这里我们主要关注mQClientFactory,它是用来和nameserver、broker通信的客户端工厂。我们看一下它的构建,
MQClientManager的getOrCreateMQClientInstance方法:
public MQClientInstance getOrCreateMQClientInstance(final ClientConfig clientConfig, RPCHook rpcHook) {
String clientId = clientConfig.buildMQClientId();
MQClientInstance instance = this.factoryTable.get(clientId);
if (null == instance) {
instance =
new MQClientInstance(clientConfig.cloneClientConfig(),
this.factoryIndexGenerator.getAndIncrement(), clientId, rpcHook);
MQClientInstance prev = this.factoryTable.putIfAbsent(clientId, instance);
if (prev != null) {
instance = prev;
log.warn("Returned Previous MQClientInstance for clientId:[{}]", clientId);
} else {
log.info("Created new MQClientInstance for clientId:[{}]", clientId);
}
}
return instance;
}
factoryTable维护了一个map,保存clientId和mQClientFactory的关系,也就是说每个mQClientFactory对应一个客户端。这个clientId类似:IP@PID格式,唯一标识一个客户端(还和unitName有关,这里就不扩展了,一般我们一个进程只会有一个clientId,也就对应一个mQClientFactory)。

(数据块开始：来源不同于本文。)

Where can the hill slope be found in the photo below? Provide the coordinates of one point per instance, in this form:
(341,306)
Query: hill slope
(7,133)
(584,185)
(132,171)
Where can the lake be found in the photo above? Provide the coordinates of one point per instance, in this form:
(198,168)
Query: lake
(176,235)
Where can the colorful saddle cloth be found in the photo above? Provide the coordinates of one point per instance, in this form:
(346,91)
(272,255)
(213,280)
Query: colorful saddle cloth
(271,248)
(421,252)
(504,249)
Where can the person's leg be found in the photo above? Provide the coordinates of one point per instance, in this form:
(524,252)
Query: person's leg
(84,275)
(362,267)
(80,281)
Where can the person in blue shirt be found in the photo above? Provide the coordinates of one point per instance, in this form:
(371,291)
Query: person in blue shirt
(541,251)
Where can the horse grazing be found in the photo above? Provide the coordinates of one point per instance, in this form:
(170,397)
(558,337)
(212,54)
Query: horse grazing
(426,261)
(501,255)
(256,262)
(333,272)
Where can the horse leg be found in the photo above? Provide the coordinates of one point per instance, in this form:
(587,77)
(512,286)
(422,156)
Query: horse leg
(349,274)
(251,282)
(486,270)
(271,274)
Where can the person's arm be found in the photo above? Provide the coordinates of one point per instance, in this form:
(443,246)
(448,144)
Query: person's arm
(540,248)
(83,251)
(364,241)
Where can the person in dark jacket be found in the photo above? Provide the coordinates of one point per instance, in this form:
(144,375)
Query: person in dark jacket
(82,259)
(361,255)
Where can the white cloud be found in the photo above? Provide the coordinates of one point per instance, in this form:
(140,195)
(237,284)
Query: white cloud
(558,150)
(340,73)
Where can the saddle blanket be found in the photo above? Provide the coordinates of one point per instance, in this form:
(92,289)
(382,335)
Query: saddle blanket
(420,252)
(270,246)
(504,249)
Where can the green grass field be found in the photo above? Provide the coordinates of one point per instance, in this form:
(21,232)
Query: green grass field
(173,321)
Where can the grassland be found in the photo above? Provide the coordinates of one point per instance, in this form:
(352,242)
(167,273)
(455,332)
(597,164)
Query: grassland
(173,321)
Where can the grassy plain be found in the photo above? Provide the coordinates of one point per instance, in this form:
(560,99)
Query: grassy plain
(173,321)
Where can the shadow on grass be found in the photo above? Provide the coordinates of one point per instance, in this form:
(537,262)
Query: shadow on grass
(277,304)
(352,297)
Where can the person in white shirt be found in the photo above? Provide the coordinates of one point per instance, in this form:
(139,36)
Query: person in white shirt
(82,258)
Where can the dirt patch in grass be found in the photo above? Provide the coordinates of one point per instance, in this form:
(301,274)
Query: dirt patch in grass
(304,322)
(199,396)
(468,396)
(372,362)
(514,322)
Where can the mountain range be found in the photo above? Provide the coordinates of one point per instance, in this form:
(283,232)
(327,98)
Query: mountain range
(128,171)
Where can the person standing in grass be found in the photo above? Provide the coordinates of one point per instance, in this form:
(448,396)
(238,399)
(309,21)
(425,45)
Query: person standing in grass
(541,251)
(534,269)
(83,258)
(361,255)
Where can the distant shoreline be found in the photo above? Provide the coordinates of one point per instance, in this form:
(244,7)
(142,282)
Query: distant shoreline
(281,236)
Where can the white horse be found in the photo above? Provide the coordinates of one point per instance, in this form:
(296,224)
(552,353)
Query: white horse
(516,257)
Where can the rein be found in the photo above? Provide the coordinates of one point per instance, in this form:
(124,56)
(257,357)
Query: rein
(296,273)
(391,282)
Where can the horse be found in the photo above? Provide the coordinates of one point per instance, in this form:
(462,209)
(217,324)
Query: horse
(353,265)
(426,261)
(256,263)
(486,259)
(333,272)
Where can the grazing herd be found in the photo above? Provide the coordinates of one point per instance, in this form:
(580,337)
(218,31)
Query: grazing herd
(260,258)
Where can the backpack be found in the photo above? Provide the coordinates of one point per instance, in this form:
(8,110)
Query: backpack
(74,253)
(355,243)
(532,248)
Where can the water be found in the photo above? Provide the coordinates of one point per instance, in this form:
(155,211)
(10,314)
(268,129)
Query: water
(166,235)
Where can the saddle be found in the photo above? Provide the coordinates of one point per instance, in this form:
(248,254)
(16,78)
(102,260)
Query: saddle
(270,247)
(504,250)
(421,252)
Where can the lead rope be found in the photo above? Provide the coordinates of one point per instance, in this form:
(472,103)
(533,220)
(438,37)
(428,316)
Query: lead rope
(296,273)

下面看一下mQClientFactory的start方法:
public void start() throws MQClientException {
synchronized (this) {
switch (this.serviceState) {
case CREATE_JUST:
this.serviceState = ServiceState.START_FAILED;
// If not specified,looking address from name server
if (null == this.clientConfig.getNamesrvAddr()) {
this.mQClientAPIImpl.fetchNameServerAddr();
}
// Start request-response channel
this.mQClientAPIImpl.start();
// Start various schedule tasks
this.startScheduledTask();
// Start pull service
this.pullMessageService.start();
// Start rebalance service
this.rebalanceService.start();
// Start push service
this.defaultMQProducer.getDefaultMQProducerImpl().start(false);
log.info("the client factory [{}] start OK", this.clientId);
this.serviceState = ServiceState.RUNNING;
break;
case START_FAILED:
throw new MQClientException("The Factory object[" + this.getClientId() + "] has been created before, and failed.", null);
default:
break;
}
}
}
首先是状态的二次校验,同样是CREATE_JUST时才会有相应操作。5步操作,下面一个个分析:
this.mQClientAPIImpl.fetchNameServerAddr();
public String fetchNameServerAddr() {
try {
String addrs = this.topAddressing.fetchNSAddr();
if (addrs != null) {
if (!addrs.equals(this.nameSrvAddr)) {
log.info("name server address changed, old=" + this.nameSrvAddr + ", new=" + addrs);
this.updateNameServerAddressList(addrs);
this.nameSrvAddr = addrs;
return nameSrvAddr;
}
}
} catch (Exception e) {
log.error("fetchNameServerAddr Exception", e);
}
return nameSrvAddr;
}
简单说明一下,这里和nameserver的动态发现有关,当发现nameserver的地址有变更时,同步调整相应对象中的地址信息。这里有个topAddressing,通过http请求获取最新的nameserver数据。 对应的请求地址获取方法MixAll.getWSAddr:
public static String getWSAddr() {
String wsDomainName = System.getProperty("rocketmq.namesrv.domain", DEFAULT_NAMESRV_ADDR_LOOKUP);
String wsDomainSubgroup = System.getProperty("rocketmq.namesrv.domain.subgroup", "nsaddr");
String wsAddr = "http://" + wsDomainName + ":8080/rocketmq/" + wsDomainSubgroup;
if (wsDomainName.indexOf(":") > 0) {
wsAddr = "http://" + wsDomainName + "/rocketmq/" + wsDomainSubgroup;
}
return wsAddr;
}
和两个系统参数有关
this.mQClientAPIImpl.start();
跟到RemotingService的start方法,这里要明确的一点,不管是producer端还是consumer端,对于RocketMQ来说都是client端,也就是说这里我们看NettyRemotingClient实现:
@Override
public void start() {
//构建一个DefaultEventExecutorGroup, 用于处理netty handler中的操作
this.defaultEventExecutorGroup = new DefaultEventExecutorGroup(
//客户端线程数 默认4个
nettyClientConfig.getClientWorkerThreads(),
new ThreadFactory() {
private AtomicInteger threadIndex = new AtomicInteger(0);
@Override
public Thread newThread(Runnable r) {
return new Thread(r, "NettyClientWorkerThread_" + this.threadIndex.incrementAndGet());
}
});
//初始化netty
Bootstrap handler = this.bootstrap.group(this.eventLoopGroupWorker).channel(NioSocketChannel.class)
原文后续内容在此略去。